The expectation of a function of a constant is the function of the constant, which is not the expectation of a function of a random variable.

$\qquad\begin{align}\big\langle\langle \phi(X,Y)\mid Y=y\rangle\big\rangle &= \langle g(y)\rangle\\ &= g(y) &&= \int_\Bbb R f_{X\mid Y}(s\mid y)\,\phi(s,y) \,\mathrm d s\\\text{versus}\\ \langle \phi(X,Y)\rangle&= \iint_{\Bbb R^2} f_{X,Y}(s,t)\,\phi(s,t)\,\mathrm d(s,t)\\ &= \int_\Bbb R f_{Y}(t)\int_\Bbb R f_{X\mid Y}(s\mid t)\,\phi(s,t)\,\mathrm d s\,\mathrm d t\\ &= \int_\Bbb R f_Y(t)\, g(t)\,\mathrm d t\\ &=\big\langle g(Y)\big\rangle \end{align}$

Also let me know if I can use better notation to clear up this sort of a confusion without getting too much into measure theory.

What you want is $\langle \phi(X,Y)\mid Y\rangle$, which is interpreted as a random variable that is a function of random variable $Y$... (indeed, that is $g(Y)$ above).

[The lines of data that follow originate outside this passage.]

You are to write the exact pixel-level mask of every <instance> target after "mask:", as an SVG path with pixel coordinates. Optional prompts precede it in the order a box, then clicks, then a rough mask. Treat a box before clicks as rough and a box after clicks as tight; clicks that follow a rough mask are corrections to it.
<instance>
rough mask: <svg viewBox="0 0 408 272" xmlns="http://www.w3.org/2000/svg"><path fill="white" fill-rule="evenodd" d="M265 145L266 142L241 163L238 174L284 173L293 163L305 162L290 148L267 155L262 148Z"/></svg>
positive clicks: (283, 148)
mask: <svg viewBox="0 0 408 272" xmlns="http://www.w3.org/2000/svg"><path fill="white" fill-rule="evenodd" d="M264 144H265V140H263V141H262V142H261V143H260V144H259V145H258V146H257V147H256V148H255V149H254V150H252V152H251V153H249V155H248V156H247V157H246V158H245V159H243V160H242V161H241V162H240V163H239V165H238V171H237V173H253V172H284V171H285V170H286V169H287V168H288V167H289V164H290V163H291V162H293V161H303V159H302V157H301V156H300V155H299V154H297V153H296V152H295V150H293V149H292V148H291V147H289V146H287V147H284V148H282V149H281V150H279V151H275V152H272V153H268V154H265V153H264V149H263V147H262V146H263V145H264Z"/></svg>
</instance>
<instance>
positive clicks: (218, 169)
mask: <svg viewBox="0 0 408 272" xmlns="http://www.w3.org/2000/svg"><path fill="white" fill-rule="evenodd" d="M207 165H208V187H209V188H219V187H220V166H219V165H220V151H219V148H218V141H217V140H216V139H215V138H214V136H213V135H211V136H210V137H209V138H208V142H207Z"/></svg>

It is used thus:

$\qquad\begin{align}\langle\phi(X,Y)\rangle &=\iint_{\Bbb R^2} f_{X,Y}(s,t)\,\phi(s,t)\,\mathrm d (s,t)\\ &= \int_\Bbb R f_Y(t)\int_\Bbb R f_{X\mid Y}(s\mid t)\,\phi(s,t)\,\mathrm d s\,\mathrm d t\\ &= \int_\Bbb R f_Y(t)\,\langle \phi(X,Y)\mid Y=t\rangle\,\mathrm d t\\ &=\big\langle\langle \phi(X,Y)\mid Y\rangle\big\rangle \end{align}$

Measure theory would say $\langle\cdot\mid Y\rangle$ is the conditional expectation with respect to the sigma-algebra generated by $Y$ ... but you don't need to drill down into that.